Professor Peter Friend, vice-president of the Royal College of Surgeons of England, said: “Increased demand, record staff vacancies and industrial action all continue to hold back recovery efforts.
“Whilst NHS staff continue to work hard to reduce waiting lists, this is happening in extremely challenging circumstances – and that is before winter pressures hit.
“The Government’s recent financial boost to help the health service this winter is very much welcome. However, the Prime Minister’s key pledge of reducing the size of the waiting list by March 2024 is looking more and more in doubt.
“The Government must continue to fund surgical hubs in areas that are struggling to bring down long waits for operations.
“These are physically separated from emergency services in hospitals and allow scheduled tests and planned operations to proceed, unaffected by increased pressure in other parts of the hospital.”
The data also shows the number of patients in England waiting longer than 62 days since an urgent GP referral for suspected cancer was 23,809 in the week ending September 3, up from 21,016 in the week to August 6.
Most of the patients included in this total do not have cancer and are waiting for a diagnostic test, while around one in seven do have cancer and are waiting for treatment.
The Government and NHS England set the ambition of returning this figure to pre-pandemic levels (when the weekly average was 13,463) by March this year.

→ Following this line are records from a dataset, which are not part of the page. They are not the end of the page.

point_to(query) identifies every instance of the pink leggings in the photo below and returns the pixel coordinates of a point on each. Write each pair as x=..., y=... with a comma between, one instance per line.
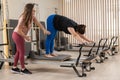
x=20, y=49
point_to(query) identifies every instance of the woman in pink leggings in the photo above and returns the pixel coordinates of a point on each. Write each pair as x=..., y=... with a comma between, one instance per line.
x=20, y=35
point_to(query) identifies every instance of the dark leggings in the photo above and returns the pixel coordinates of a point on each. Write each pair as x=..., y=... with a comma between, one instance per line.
x=20, y=49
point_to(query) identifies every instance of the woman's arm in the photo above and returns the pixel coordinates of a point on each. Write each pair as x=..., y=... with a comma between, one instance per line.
x=86, y=39
x=75, y=34
x=40, y=25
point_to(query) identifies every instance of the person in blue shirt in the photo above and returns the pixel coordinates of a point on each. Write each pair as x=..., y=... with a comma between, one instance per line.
x=56, y=23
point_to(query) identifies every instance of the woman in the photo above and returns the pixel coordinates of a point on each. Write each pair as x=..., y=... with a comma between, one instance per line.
x=61, y=23
x=20, y=35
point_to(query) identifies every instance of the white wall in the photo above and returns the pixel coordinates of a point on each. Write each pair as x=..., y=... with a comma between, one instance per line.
x=46, y=7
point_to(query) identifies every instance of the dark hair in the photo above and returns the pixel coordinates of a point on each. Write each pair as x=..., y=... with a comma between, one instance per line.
x=81, y=28
x=27, y=13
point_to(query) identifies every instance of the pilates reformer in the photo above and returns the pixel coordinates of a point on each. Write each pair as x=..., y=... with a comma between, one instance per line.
x=85, y=64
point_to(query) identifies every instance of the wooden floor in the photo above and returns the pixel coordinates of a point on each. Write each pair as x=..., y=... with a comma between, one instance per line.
x=109, y=70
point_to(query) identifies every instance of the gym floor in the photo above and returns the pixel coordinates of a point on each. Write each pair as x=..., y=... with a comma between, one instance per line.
x=109, y=70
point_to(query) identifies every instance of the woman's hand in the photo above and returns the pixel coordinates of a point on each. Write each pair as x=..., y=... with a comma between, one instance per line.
x=27, y=38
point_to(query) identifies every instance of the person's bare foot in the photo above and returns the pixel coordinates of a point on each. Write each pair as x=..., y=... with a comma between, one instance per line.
x=53, y=54
x=48, y=55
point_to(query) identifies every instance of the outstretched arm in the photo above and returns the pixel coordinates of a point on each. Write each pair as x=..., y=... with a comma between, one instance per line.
x=41, y=26
x=75, y=34
x=86, y=39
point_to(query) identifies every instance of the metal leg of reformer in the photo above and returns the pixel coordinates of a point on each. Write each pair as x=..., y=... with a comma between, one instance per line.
x=1, y=64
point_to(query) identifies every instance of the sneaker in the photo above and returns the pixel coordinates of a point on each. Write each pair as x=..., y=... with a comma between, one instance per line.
x=15, y=70
x=26, y=71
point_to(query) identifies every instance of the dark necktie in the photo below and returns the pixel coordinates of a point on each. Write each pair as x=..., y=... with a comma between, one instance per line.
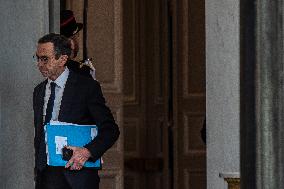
x=42, y=148
x=50, y=103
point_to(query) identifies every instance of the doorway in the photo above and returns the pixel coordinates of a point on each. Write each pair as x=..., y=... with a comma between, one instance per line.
x=161, y=101
x=164, y=94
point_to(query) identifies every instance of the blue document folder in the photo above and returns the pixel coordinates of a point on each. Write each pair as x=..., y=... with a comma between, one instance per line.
x=59, y=134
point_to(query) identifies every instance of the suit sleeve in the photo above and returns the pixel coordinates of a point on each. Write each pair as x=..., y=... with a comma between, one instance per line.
x=108, y=131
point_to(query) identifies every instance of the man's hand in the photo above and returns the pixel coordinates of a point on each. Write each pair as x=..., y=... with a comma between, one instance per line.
x=80, y=156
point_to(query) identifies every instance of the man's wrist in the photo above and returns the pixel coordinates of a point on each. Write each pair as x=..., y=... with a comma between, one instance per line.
x=86, y=153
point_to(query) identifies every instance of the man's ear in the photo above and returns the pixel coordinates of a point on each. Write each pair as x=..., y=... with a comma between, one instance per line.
x=63, y=59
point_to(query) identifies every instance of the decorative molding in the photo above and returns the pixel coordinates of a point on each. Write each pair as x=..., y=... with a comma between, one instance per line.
x=232, y=178
x=132, y=123
x=133, y=99
x=186, y=126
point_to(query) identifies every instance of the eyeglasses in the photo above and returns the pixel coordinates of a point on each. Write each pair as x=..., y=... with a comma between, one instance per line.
x=43, y=59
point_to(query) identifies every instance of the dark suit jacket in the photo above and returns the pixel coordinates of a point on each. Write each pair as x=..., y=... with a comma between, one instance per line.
x=82, y=103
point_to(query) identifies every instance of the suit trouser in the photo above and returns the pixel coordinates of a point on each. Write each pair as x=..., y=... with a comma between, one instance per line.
x=61, y=178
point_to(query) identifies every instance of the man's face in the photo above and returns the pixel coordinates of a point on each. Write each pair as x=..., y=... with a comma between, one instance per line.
x=74, y=45
x=47, y=63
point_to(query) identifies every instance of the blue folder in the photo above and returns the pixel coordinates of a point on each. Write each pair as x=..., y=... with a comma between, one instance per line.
x=59, y=134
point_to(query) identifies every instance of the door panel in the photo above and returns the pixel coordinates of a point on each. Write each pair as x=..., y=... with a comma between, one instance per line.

The data also shows 62.8% of cancer patients who had their first treatment in August after an urgent GP referral had waited less than two months, up slightly from 62.6% in July.
The target is 85%.
Meanwhile, 71.6% of patients urgently referred for suspected cancer were diagnosed or had cancer ruled out within 28 days, down from 74.1% the previous month. The target is 75%.
However, 267,555 urgent cancer referrals were made by GPs in England in August, up 1% on 263,696 in July and up 4% year-on-year from 256,942 in August 2022.
Cancer Research UK chief executive Michelle Mitchell said: “All cancer waiting time targets have once again been missed in England despite the best efforts of NHS staff.
“Behind these figures are people waiting anxiously for a cancer diagnosis, and patients left uncertain about when they’ll get the treatment they urgently need.
“Although strike action has disrupted services, the waiting lists that we see in England today are not new.
“In fact, one key target has been consistently missed since 2015.
“This is a stark legacy of decades of underfunding by the UK Government.”
It comes as a senior medic warned industrial action across the NHS must end before winter to avoid “appalling” patient outcomes and experiences.
Dr Tim Cooksley, president of the Society for Acute Medicine (SAM), said NHS acute care services continued to be under “immense strain” with clinicians expecting the coming months to be as “chaotic and challenging” as last winter.
NHS England said it had delivered on its ambition to roll out 10,000 virtual ward beds by the end of September.
More than 240,000 patients have now been treated on virtual wards, it said, adding that research shows people who are treated at home recover at the same rate or faster than those in hospital.
Professor Sir Stephen Powis, NHS national medical director, said: “Our world-leading virtual ward programme is a huge leap forward in the way the NHS treats patients, enabling them to receive hospital-level care in their own home…
“We know that industrial action is also continuing to pile pressure on services and impact capacity, adding a lot of pressure to hospitals before winter, coming on top of high levels of demand, with last month seeing more 999 ambulance calls than any month this year as well as the busiest September ever for A&E attendances, up almost 8% on the same month last year.
“But despite this pressure, it is clear from today’s figures that NHS staff are working incredibly hard to deliver for patients, with 10% more patients coming off the waiting list in August than the same month before the pandemic.”